Does This Street Harassment Video Really Represent NYC?
80% of the harassment captured in the video occurs in either Harlem or Times Square.
There is no doubt that street harassment is a real issue for women, an issue that should be combated whenever possible and not taken lightly or brushed aside. That said, the video about street harassment in NYC that has exploded on the Internet over the last 24 hours made us at Mass Appeal scratch our heads. The title reads “10 Hours of Walking in NYC as a Woman,” but the video itself immediately clarifies the footage was captured in “all areas of Manhattan.” However, with careful scrutiny, we learned that the makers of this film, intentionally or not, focused only on specific neighborhoods, not NYC as a whole. Unfortunately, we believe this confuses the meaning and impact of the point they are trying to make, as street harassment is a serious issue which needs to be considered carefully.
|Shot 1||Pathmark||129th + Lexington Ave.||Harlem|
|Shot 2||Coffee spot||Broome + Broadway||SoHo|
|Shot 3||Aldo||Broadway + Great Jones||Village|
|Shot 4||Apollo||125th + Adam Clayton Powell||Harlem|
|Shot 5||Manna’s||125th + Madison Ave.||Harlem|
|Shot 6||Canal St.||Canal St.||Canal|
|Shot 8||Heartland Brewery||41st. St. + 8th Ave.||Times Square||Port Authority|
|Shot 9||Carmine’s||44th St. + 7th Ave.||Times Square|
|Shot 10||Duane Reade||40th St. + 8th Ave.||Times Square||Port Authority|
|Shot 11||Dr. Sandy F. Ray Building||W. 125th. St.||Harlem|
|Shot 12||H+M||W. 125th St.||Harlem|
|Shot 13||Marshall’s||W. 125th St.||Harlem|
|Shot 14||Street||W. 125th St.||Harlem|
|Shot 15||Street||125th St.||Harlem|
|Shot 16||Starbuck’s||125th + Malcom X Blvd.||Harlem|
|Shot 17||Gap||125th + Fredrick Douglas Blvd.||Harlem|
|Shot 18||American Apparel||125th + Fredrick Douglas Blvd.||Harlem|
|Shot 19||Starbuck’s||125th + Malcolm X Blvd.||Harlem|
|Shot 20||Construction Underpass||125th St.||Harlem|
|Shot 21||Universal Church||125th St.||Harlem|
|Shot 22||Street||125th St.||Harlem|
|Shot 23||Gap||42nd St.||Times Square|
|Shot 24||Chevy’s||42nd St.||Times Square||Port Authority|
|Shot 25||Duane Reade||Unknown||Unknown|
As the pie chart below presents, the makers of this film focused almost exclusively on a small radius in Harlem and a small radius near Times Square. The filmmakers claim to have shot this video while walking the streets of Manhattan for 10 hours, but over half of the shots in the video are actually taken from just one street, namely 125th St. in Harlem. It makes one wonder whether the filmmakers intentionally chose to concentrate their filming on a couple of neighborhoods, or if, out of many locations, these are the only places where harassment occurred. Would the same woman be harassed as often in the Financial District or Chelsea? How about in other boroughs, like Brooklyn and the Bronx?
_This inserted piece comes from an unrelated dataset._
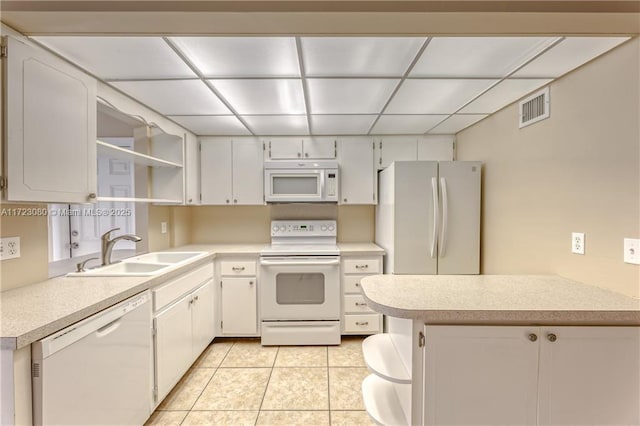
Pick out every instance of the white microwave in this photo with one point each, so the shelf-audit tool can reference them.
(301, 181)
This video of a woman being harassed mostly by black and Hispanic men has received strong support from social media as well as traditional media outlets. But would the media remain so supportive if the harassers were white? Take for example the story of Joe, a homeless white millennial who tries to hook up with a different woman every night so that he has a place to sleep. Despite the fact that this guy is taking sexual and financial advantage of women, the media talks glowingly of the “triumphs” of his “epic lifestyle,” and the YouTube video about Joe (below) has nearly 5,000,000 views and over 9,000 likes.
While there’s no doubt that street harassment is a very real issue that effects women every day, it’s unfair to judge the whole of NYC based on the reactions of people primarily from one or two specific races, cultures, or neighborhoods especially given the cultural norms thereof. This viral video can serve as a great introduction to those who don’t believe that street harassment even exists, but it raises a lot of questions about race and culture that need to be answered in order to more deeply understand the issues at hand.